Manusia adalah makhluk sosial yang memenuhi kebutuhan hidupnya lewat interaksi, hubungan dan kerjasama dengan sesama. Kehidupan sosial atau kehidupan bermasyarakat memainkan peran dalam membangun kepribadian manusia. Karena itu, kita mesti memerhatikan perilaku dan tindakan dalam berhubungan dengan orang lain. Salah satu syarat utama dalam kehidupan bermasyarakat adalah memiliki jiwa pemaaf dan melupakan kesalahan orang lain terhadap kita. Orang yang pemaaf akan memiliki jiwa yang tenang.
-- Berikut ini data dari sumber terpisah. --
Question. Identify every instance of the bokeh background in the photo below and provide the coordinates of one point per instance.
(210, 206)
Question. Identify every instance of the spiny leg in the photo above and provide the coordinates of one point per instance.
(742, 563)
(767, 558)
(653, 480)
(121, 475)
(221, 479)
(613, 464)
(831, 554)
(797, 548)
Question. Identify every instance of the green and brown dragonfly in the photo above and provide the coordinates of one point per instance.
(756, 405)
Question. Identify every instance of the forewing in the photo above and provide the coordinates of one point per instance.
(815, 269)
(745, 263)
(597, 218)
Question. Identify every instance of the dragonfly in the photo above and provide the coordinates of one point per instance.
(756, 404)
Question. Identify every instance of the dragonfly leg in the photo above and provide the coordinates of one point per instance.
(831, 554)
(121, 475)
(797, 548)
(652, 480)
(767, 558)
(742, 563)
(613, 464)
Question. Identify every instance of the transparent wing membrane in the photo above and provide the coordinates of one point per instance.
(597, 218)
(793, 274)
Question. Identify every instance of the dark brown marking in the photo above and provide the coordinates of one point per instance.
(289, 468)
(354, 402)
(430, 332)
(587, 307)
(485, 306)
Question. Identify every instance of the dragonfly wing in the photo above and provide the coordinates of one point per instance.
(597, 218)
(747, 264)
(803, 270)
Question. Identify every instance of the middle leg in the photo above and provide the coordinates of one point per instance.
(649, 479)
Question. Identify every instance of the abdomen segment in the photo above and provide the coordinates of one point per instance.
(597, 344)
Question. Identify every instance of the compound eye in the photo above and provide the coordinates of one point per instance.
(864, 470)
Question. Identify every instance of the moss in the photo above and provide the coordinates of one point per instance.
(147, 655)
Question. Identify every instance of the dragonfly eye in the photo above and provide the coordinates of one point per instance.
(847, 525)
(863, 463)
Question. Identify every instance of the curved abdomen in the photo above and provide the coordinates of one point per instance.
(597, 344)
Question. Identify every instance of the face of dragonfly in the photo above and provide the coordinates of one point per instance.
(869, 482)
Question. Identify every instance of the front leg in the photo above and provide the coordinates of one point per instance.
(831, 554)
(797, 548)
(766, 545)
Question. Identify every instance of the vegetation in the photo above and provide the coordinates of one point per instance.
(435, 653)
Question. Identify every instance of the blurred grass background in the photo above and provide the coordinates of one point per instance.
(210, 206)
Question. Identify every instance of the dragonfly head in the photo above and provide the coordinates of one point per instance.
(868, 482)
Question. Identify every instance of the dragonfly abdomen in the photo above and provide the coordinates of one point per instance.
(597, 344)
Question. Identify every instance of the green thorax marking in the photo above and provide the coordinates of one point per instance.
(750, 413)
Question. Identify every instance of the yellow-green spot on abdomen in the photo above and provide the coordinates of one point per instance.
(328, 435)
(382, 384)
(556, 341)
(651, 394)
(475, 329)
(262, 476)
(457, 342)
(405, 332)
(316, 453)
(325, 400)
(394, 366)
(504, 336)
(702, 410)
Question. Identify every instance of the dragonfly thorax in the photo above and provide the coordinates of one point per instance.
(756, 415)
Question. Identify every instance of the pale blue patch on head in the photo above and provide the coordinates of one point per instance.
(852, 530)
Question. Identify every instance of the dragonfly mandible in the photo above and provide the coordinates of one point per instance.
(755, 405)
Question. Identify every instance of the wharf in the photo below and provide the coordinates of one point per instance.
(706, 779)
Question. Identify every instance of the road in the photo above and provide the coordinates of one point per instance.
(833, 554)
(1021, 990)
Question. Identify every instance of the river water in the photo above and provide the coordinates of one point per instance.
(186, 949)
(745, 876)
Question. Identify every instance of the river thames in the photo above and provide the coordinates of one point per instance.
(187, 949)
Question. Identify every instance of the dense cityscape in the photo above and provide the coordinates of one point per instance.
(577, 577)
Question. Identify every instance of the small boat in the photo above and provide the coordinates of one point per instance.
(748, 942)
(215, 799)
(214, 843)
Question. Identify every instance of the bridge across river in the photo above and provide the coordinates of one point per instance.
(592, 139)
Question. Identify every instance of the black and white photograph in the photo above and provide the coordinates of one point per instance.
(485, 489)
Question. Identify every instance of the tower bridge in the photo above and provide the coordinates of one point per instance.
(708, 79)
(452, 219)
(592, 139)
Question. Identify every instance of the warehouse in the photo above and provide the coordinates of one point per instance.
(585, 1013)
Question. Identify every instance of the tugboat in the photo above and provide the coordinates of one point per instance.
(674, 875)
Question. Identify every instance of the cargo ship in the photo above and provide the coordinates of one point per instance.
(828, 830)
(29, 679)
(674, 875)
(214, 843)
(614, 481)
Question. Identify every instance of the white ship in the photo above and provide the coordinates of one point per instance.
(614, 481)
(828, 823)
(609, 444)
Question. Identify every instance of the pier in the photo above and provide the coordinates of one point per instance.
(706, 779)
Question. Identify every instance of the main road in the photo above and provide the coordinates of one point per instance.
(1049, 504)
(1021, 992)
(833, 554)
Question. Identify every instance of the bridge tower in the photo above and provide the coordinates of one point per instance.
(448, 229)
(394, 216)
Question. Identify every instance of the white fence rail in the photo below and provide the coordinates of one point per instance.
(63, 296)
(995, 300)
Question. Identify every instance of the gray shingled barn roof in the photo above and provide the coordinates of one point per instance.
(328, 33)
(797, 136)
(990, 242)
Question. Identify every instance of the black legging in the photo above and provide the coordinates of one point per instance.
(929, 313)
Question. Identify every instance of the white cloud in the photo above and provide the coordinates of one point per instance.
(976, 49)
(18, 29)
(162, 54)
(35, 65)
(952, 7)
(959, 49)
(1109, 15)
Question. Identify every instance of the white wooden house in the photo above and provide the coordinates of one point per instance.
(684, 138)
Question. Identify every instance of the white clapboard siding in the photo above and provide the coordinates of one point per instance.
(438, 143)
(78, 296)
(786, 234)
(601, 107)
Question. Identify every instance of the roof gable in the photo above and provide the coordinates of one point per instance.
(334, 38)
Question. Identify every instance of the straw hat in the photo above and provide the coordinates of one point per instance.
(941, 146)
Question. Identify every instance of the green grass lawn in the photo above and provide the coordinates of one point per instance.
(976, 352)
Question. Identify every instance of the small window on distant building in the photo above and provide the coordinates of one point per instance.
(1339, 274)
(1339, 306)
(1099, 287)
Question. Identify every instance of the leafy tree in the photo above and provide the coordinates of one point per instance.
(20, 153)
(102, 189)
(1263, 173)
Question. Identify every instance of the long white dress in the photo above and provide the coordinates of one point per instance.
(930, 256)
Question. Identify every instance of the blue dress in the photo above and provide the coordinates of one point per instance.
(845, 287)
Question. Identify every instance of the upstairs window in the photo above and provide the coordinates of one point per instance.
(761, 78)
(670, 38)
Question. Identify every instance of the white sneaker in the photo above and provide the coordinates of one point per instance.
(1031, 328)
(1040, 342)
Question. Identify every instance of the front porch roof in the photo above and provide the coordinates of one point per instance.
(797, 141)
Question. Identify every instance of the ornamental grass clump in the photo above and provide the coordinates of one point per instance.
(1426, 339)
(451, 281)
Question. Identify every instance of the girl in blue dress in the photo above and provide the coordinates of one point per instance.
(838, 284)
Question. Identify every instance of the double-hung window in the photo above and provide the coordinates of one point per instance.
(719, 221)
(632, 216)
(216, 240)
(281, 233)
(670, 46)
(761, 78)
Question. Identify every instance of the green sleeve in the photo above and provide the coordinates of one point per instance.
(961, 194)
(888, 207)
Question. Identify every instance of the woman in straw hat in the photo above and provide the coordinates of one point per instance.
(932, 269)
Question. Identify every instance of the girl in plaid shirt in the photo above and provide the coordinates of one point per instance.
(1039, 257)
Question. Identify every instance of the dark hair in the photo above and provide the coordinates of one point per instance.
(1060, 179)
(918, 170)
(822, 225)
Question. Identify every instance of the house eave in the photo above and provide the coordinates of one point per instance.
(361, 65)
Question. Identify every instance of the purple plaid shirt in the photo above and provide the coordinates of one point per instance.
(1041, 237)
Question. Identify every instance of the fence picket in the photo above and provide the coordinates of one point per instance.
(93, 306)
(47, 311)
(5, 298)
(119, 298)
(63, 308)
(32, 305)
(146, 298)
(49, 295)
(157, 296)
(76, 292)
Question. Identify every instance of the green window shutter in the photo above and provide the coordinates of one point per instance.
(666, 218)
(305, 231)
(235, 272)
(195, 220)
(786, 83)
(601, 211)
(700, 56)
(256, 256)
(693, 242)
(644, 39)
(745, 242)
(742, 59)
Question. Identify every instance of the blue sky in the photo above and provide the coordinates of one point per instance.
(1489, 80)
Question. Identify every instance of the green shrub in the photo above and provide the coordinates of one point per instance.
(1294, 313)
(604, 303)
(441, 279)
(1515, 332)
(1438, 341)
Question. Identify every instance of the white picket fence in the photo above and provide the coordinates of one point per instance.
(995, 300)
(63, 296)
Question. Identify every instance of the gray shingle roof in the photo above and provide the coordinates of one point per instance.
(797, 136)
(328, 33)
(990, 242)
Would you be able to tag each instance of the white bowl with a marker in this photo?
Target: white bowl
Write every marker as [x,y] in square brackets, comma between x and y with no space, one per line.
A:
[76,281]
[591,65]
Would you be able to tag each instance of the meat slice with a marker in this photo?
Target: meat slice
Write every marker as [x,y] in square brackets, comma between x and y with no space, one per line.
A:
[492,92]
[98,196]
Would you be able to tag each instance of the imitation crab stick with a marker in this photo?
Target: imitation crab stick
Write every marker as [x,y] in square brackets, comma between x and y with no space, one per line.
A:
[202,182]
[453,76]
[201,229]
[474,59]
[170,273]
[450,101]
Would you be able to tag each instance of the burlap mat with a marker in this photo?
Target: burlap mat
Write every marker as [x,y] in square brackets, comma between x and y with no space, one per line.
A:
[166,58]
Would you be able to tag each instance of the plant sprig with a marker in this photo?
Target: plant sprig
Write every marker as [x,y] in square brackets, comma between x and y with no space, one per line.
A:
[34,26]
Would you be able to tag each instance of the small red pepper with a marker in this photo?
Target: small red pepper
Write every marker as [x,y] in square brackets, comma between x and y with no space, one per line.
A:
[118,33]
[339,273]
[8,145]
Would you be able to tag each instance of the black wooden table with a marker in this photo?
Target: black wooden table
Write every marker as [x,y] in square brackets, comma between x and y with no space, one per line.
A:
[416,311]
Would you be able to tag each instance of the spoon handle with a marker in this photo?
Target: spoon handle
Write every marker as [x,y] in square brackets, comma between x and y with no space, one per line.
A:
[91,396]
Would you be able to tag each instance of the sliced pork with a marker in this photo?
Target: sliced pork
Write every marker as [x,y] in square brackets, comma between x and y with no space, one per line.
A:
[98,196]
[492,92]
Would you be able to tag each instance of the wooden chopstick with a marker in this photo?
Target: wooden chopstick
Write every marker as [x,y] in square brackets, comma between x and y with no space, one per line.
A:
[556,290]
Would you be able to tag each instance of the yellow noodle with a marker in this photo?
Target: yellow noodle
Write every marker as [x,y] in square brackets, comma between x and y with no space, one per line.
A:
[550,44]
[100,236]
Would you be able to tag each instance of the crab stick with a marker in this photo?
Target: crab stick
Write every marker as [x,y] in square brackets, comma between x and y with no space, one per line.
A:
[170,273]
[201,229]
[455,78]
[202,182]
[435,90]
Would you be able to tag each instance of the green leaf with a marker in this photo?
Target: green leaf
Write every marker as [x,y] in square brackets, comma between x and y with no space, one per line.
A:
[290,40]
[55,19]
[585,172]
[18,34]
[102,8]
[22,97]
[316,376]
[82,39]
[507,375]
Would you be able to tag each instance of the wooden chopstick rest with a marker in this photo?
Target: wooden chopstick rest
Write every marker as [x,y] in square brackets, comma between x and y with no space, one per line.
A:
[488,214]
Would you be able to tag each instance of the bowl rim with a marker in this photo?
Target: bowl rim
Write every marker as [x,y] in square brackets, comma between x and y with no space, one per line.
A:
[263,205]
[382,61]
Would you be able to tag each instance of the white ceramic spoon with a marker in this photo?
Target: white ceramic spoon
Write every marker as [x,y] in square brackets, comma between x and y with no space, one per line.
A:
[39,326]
Tentunya memaafkan hanya bisa dibenarkan jika tidak melanggar hak-hak orang lain atau membuat orang yang melakukan kesalahan semakin terdorong untuk berbuat salah.

Di sisi lain, di dunia ini tak ada orang yang sempurna dan tanpa cacat atau kesalahan. Karena itu, sebisa mungkin kita mesti bisa bersabar jika menghadapi hal-hal yang tidak diinginkan. Memaafkan dan mengampuni kesalahan adalah salah satu sifat Allah. Memaafkan adalah sifat ksatria dan orang-orang yang berjiwa besar. Orang yang menyandang sifat ini akan mudah memaafkan orang lain padahal dirinya mampu membalas kesalahan orang lain. Memaafkan akan membesarkan jiwa dan membebaskan diri manusia dari kekangan ego dan kesombongan. Memang, menutup mata dari gangguan orang sulit dilakukan. Tetapi kita diajarkan untuk bersabar sejauh kemampuan. Agama mengajarkan kepada kita untuk semampunya memadamkan amarah dan gejolak di hati. Dengan melatih diri, orang akan terbiasa sehingga ia akan terhiasi dengan sifat pemaaf.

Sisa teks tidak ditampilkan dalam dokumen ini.